14/02/2026
Karma Is Not a Weapon.
I work in healing. That means I sit with stories that most people only see as headlines.
I have held women who escaped domestic violence. I have listened to survivors of sexual abuse. I have supported families shattered by su***de. I have spoken with people who have fled countries to survive, and I have walked beside those financially destroyed by betrayal or collapse.
When you sit with that much pain, language starts to matter, and there is one word I struggle with.
Karma.
I see it thrown around online so casually.
“They’re getting their karma.”
“It’s karma.”
“Everything happens for a reason.”
Every time, I find myself asking one simple question:
What did the original victim do?
Are we saying the child deserved abuse?
The woman deserved violence?
The man deserved murder?
The grieving mother deserved to bury her son?
If we truly believe karma means action and consequence, then whose action are we referring to?
Because karma, in its purest sense, belongs to the one who acts.
If someone chooses harm, the consequence belongs to them.
It does not retroactively justify the suffering of the one they harmed.
Somewhere along the way, “karma” became a spiritual version of victim-blaming. A neat little word we use when we do not want to sit with the discomfort of randomness, cruelty, or free will. I cannot support that. Not as a healer. Not as a woman who has lived trauma. Not as a human being.

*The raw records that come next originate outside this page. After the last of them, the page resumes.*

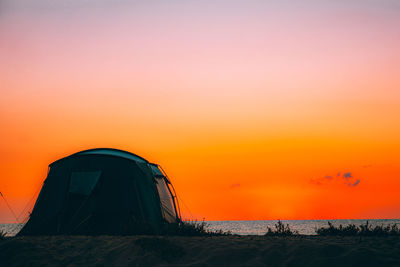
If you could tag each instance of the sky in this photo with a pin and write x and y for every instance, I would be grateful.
(256, 109)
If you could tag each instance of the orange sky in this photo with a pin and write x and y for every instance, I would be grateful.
(255, 110)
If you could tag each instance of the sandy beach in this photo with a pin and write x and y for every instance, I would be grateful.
(199, 251)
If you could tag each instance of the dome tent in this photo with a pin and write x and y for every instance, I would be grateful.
(103, 191)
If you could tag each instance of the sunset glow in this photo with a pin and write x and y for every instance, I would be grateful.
(256, 110)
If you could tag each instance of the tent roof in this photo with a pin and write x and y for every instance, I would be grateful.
(110, 152)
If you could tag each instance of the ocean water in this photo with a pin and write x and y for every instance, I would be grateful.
(305, 227)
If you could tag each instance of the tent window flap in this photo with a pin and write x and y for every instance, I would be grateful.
(82, 183)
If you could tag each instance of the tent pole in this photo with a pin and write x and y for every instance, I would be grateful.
(9, 207)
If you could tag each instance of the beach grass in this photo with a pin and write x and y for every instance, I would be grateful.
(361, 230)
(280, 230)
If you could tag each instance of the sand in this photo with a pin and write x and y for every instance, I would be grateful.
(199, 251)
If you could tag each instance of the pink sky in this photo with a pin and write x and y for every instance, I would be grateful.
(222, 88)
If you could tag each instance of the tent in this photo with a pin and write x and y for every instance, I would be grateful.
(103, 191)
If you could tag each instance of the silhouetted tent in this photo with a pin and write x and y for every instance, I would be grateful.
(103, 191)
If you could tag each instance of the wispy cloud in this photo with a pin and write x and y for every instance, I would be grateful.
(350, 180)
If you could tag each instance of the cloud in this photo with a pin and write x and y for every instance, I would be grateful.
(347, 175)
(350, 181)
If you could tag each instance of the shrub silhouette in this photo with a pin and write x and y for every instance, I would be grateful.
(280, 230)
(361, 230)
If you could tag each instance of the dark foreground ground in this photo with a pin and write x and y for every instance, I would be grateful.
(199, 251)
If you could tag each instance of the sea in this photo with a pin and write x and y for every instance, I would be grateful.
(304, 227)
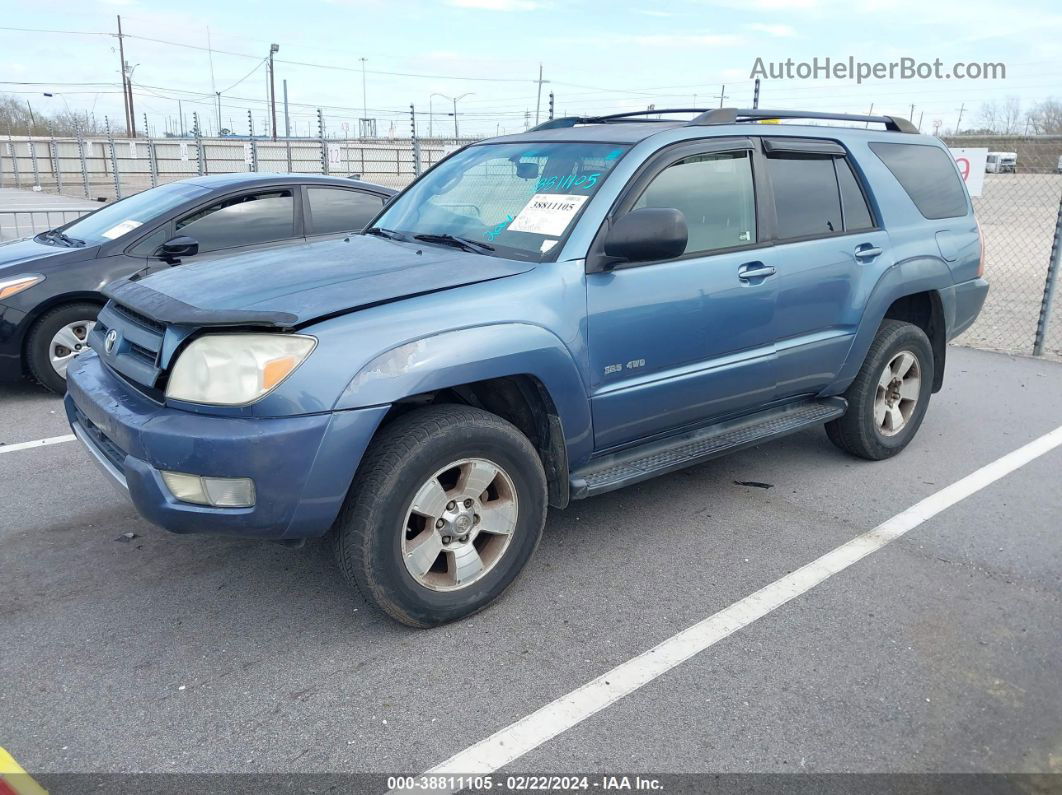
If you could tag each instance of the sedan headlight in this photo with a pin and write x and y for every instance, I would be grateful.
(18, 283)
(235, 369)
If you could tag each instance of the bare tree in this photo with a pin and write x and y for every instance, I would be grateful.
(18, 119)
(1045, 118)
(1010, 116)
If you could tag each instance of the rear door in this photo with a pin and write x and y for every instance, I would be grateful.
(828, 249)
(677, 342)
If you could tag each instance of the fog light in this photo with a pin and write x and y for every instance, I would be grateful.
(227, 493)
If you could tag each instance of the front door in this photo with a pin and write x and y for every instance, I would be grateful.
(674, 343)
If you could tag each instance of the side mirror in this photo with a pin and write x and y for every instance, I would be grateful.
(648, 234)
(176, 248)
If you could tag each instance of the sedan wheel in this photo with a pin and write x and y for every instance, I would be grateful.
(67, 343)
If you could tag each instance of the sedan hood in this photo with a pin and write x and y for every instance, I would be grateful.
(20, 255)
(293, 284)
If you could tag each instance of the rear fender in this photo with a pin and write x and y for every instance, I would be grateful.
(456, 358)
(915, 275)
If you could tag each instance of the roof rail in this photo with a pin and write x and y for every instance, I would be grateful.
(570, 121)
(732, 115)
(724, 116)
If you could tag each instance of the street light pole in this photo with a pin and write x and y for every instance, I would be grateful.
(364, 102)
(272, 87)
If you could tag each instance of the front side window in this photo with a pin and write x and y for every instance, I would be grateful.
(806, 199)
(520, 199)
(338, 209)
(121, 218)
(244, 220)
(715, 192)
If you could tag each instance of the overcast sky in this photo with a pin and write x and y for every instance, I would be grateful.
(599, 56)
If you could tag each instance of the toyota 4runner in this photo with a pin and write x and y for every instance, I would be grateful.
(538, 318)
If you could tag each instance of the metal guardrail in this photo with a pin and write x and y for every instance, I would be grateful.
(15, 224)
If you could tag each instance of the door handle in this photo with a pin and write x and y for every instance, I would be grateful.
(754, 272)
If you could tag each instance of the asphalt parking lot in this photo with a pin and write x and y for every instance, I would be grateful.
(938, 653)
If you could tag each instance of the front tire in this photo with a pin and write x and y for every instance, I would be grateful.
(56, 340)
(889, 397)
(446, 508)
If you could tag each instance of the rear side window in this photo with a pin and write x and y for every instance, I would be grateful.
(806, 199)
(857, 214)
(337, 209)
(928, 175)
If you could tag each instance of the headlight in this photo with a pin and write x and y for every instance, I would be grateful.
(235, 369)
(18, 283)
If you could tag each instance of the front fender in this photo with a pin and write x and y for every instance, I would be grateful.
(478, 353)
(915, 275)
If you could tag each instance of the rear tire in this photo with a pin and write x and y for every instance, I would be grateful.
(52, 343)
(889, 397)
(446, 508)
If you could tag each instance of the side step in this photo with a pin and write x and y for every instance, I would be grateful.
(675, 452)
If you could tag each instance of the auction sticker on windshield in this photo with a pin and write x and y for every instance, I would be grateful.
(547, 213)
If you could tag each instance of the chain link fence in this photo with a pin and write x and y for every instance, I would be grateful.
(1020, 212)
(107, 169)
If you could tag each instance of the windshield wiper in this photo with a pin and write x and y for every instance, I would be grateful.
(63, 237)
(465, 243)
(381, 232)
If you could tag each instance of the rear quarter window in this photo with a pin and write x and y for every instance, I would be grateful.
(928, 176)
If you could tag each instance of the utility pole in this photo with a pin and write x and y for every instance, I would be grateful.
(537, 103)
(273, 49)
(364, 102)
(125, 83)
(287, 119)
(213, 87)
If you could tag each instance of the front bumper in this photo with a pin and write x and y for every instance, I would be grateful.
(302, 465)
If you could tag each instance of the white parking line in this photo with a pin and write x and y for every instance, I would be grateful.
(37, 443)
(560, 715)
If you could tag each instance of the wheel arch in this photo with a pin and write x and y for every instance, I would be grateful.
(46, 306)
(896, 292)
(519, 372)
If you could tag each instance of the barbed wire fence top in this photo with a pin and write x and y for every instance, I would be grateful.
(1020, 212)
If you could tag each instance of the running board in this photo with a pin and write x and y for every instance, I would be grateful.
(666, 455)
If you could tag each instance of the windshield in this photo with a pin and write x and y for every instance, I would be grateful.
(123, 217)
(519, 199)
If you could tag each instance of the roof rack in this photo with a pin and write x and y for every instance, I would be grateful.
(725, 116)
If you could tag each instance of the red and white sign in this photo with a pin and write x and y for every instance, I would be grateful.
(971, 162)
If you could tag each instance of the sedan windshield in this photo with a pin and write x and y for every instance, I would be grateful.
(114, 220)
(519, 200)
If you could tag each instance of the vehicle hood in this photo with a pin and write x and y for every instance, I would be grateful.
(293, 284)
(19, 256)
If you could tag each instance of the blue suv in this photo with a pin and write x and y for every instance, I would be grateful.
(538, 318)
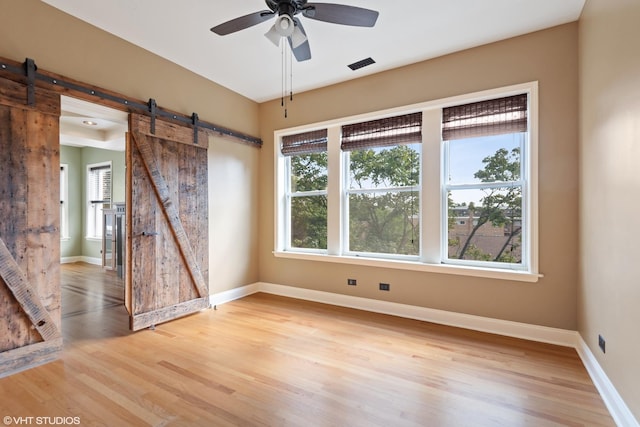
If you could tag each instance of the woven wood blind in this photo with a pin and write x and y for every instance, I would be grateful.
(405, 129)
(314, 141)
(492, 117)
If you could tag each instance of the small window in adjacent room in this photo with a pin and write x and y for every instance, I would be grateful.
(64, 201)
(306, 189)
(98, 197)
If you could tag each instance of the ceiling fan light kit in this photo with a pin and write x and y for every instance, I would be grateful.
(288, 25)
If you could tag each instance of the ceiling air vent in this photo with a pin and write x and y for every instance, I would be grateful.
(361, 64)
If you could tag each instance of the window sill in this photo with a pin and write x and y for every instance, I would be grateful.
(489, 273)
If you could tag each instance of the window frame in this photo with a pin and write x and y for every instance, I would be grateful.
(345, 213)
(289, 195)
(431, 188)
(96, 226)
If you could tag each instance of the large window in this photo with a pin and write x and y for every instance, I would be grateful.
(306, 193)
(382, 209)
(447, 184)
(98, 197)
(484, 143)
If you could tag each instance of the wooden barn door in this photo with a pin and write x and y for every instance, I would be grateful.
(30, 294)
(167, 234)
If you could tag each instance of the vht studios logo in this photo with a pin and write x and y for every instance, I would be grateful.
(41, 421)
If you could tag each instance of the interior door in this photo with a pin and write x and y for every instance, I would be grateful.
(30, 296)
(167, 222)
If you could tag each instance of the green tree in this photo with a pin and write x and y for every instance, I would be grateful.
(309, 213)
(384, 221)
(501, 206)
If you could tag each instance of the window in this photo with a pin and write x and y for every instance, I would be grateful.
(306, 194)
(64, 201)
(382, 193)
(444, 185)
(484, 183)
(98, 197)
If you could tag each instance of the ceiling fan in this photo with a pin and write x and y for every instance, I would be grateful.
(289, 26)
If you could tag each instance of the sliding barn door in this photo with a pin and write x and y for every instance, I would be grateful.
(29, 228)
(167, 232)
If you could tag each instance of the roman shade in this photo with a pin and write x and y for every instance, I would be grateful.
(314, 141)
(485, 118)
(405, 129)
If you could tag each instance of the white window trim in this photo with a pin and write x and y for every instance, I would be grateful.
(431, 195)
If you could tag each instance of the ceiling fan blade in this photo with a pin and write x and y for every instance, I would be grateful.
(242, 22)
(341, 14)
(303, 51)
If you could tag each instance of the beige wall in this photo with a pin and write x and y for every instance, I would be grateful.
(68, 46)
(551, 58)
(609, 291)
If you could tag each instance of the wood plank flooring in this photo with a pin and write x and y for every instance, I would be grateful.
(266, 360)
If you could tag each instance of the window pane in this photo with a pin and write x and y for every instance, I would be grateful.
(309, 172)
(385, 167)
(485, 159)
(486, 225)
(309, 222)
(384, 222)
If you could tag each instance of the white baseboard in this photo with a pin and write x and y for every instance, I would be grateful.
(88, 260)
(567, 338)
(484, 324)
(619, 410)
(233, 294)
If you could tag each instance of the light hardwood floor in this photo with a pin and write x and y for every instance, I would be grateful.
(268, 360)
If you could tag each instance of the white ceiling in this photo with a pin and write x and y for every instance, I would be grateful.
(83, 124)
(246, 62)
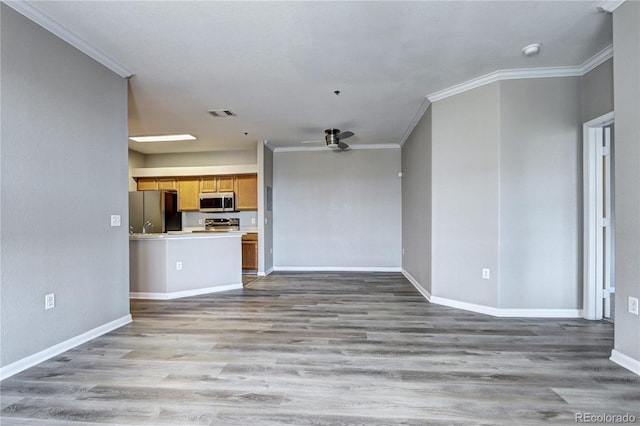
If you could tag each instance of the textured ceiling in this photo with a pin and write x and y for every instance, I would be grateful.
(276, 64)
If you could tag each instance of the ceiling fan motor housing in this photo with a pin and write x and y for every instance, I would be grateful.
(331, 137)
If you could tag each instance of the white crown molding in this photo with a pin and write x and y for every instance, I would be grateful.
(39, 17)
(609, 5)
(324, 148)
(599, 58)
(516, 74)
(37, 358)
(416, 118)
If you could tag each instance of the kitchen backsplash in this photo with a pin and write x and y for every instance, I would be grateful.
(191, 219)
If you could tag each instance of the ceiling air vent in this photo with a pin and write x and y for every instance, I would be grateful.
(221, 113)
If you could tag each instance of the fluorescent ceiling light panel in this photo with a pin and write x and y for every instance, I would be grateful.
(163, 138)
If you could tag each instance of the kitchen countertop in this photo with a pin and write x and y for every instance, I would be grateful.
(174, 235)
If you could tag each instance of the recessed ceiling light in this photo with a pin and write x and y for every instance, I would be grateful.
(163, 138)
(531, 50)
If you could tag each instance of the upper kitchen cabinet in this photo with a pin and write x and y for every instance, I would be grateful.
(157, 184)
(167, 184)
(217, 184)
(147, 184)
(189, 194)
(246, 189)
(226, 183)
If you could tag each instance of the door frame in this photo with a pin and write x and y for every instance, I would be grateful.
(593, 291)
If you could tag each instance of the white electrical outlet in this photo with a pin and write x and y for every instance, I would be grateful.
(115, 220)
(49, 301)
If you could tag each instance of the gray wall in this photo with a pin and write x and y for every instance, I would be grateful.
(597, 91)
(64, 172)
(136, 160)
(416, 202)
(540, 194)
(465, 195)
(197, 159)
(267, 235)
(626, 38)
(337, 209)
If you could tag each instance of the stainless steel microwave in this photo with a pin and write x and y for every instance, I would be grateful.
(211, 202)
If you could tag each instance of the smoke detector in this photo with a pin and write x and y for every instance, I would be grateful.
(531, 50)
(221, 113)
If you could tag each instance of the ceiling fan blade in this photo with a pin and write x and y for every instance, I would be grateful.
(346, 134)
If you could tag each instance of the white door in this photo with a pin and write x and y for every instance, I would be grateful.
(599, 256)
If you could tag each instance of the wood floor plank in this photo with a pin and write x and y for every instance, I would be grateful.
(325, 349)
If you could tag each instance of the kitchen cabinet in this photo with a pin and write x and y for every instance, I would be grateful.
(250, 252)
(147, 184)
(217, 184)
(167, 184)
(188, 194)
(189, 188)
(225, 183)
(246, 189)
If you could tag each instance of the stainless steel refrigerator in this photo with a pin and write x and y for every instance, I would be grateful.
(154, 212)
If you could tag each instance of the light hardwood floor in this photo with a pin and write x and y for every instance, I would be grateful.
(326, 349)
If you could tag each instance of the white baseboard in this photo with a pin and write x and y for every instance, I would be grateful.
(267, 272)
(489, 310)
(184, 293)
(627, 362)
(417, 285)
(37, 358)
(509, 312)
(338, 268)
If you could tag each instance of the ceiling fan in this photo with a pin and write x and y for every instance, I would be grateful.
(333, 138)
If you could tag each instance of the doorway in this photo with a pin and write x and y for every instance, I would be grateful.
(599, 219)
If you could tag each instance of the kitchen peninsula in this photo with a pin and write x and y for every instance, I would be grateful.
(181, 264)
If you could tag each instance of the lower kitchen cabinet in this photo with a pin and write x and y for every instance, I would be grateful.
(250, 252)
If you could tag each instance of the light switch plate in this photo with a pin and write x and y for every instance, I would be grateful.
(115, 220)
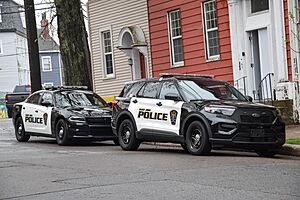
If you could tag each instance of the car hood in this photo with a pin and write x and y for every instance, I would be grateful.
(92, 111)
(237, 104)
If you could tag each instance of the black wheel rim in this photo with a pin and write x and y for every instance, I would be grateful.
(125, 134)
(196, 137)
(61, 131)
(19, 129)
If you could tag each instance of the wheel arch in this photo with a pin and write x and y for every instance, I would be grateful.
(125, 115)
(195, 117)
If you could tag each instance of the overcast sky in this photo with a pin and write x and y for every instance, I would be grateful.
(46, 6)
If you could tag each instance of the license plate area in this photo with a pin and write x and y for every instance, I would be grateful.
(257, 133)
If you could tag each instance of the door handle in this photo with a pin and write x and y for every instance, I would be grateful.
(159, 104)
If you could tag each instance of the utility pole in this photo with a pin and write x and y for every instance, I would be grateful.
(33, 48)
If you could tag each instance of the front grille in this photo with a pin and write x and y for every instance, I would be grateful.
(98, 120)
(257, 116)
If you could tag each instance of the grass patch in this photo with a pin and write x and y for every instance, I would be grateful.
(293, 141)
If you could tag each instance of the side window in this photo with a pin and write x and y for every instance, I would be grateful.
(47, 98)
(168, 87)
(34, 99)
(149, 90)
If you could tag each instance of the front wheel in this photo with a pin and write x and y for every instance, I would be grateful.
(20, 133)
(61, 132)
(127, 137)
(197, 142)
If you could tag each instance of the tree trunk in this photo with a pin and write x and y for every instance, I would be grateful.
(73, 43)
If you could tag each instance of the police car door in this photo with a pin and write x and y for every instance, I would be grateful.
(170, 106)
(144, 109)
(30, 116)
(45, 109)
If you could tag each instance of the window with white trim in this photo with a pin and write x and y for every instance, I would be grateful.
(259, 5)
(1, 47)
(107, 54)
(0, 13)
(46, 63)
(210, 23)
(175, 36)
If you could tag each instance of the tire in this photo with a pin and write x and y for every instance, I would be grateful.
(197, 142)
(20, 133)
(266, 153)
(126, 134)
(61, 133)
(183, 145)
(9, 112)
(116, 141)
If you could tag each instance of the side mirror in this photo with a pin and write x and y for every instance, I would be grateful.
(249, 98)
(47, 104)
(172, 96)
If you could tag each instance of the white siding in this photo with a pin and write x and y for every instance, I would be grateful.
(13, 61)
(115, 14)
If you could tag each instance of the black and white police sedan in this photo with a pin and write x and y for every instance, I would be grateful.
(64, 113)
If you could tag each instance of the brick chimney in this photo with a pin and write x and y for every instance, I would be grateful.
(45, 27)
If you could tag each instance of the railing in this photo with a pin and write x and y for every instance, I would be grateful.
(241, 84)
(266, 91)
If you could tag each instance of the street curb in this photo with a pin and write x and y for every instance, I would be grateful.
(287, 149)
(291, 150)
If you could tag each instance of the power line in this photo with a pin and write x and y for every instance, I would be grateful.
(22, 11)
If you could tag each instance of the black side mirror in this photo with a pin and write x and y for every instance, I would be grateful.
(47, 104)
(172, 96)
(249, 98)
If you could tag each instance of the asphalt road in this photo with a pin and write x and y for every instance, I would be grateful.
(40, 169)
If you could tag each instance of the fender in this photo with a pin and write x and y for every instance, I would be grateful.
(199, 116)
(127, 114)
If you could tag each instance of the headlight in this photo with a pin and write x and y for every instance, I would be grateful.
(223, 110)
(77, 119)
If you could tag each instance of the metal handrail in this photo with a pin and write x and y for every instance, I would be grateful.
(244, 84)
(264, 91)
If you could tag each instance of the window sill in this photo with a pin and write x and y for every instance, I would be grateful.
(108, 77)
(180, 64)
(213, 59)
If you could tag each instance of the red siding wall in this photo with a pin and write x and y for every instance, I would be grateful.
(192, 36)
(287, 35)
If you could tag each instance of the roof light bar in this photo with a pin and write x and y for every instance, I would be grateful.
(165, 75)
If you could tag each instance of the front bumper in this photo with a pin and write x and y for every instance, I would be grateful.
(249, 135)
(83, 130)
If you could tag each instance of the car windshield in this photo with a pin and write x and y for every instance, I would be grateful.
(71, 98)
(209, 90)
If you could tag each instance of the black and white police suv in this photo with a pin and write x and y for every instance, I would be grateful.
(64, 113)
(198, 112)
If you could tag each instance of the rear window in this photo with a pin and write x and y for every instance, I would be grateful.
(131, 89)
(22, 88)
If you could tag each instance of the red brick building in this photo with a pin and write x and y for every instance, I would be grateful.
(191, 36)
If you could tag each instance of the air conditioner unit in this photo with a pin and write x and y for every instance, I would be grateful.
(285, 91)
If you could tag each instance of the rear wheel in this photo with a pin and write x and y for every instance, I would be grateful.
(116, 141)
(61, 132)
(197, 142)
(20, 133)
(127, 137)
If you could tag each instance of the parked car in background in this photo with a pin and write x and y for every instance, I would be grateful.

There are moments in life that are not cosmic justice. Sometimes something terrible happens because someone made a terrible choice. Sometimes we cross paths with someone drowning in their own unhealed wounds, addiction, rage, or darkness. Sometimes we simply collide with another person’s unresolved karma, and sometimes, if I am completely honest, life hiccups. Energy collides. Circumstances intersect. Free will moves, and the result is painful.
Not everything in life is orchestrated, not everything is deserved. Not everything carries a neat spiritual explanation.
The phrase “everything happens for a reason” may comfort the observer. But it can silence the person who is bleeding.
When someone is shattered, they do not need philosophy.
They need presence. They need compassion.
They need accountability for what was done to them.
Before typing the word karma under someone’s tragedy, I invite people to pause.
Ask yourself:
Am I offering understanding?
Or am I protecting myself from feeling uncomfortable?
Because there is always an original victim.
And healing requires honesty.
Karma, to me, is not a weapon.
It is not a justification.
It is not an excuse.
It is action and consequence.
And we must be mindful whose action we are truly speaking about.
Love & Light,
Lisa A – Soul Guide & Oracle of the Awakening.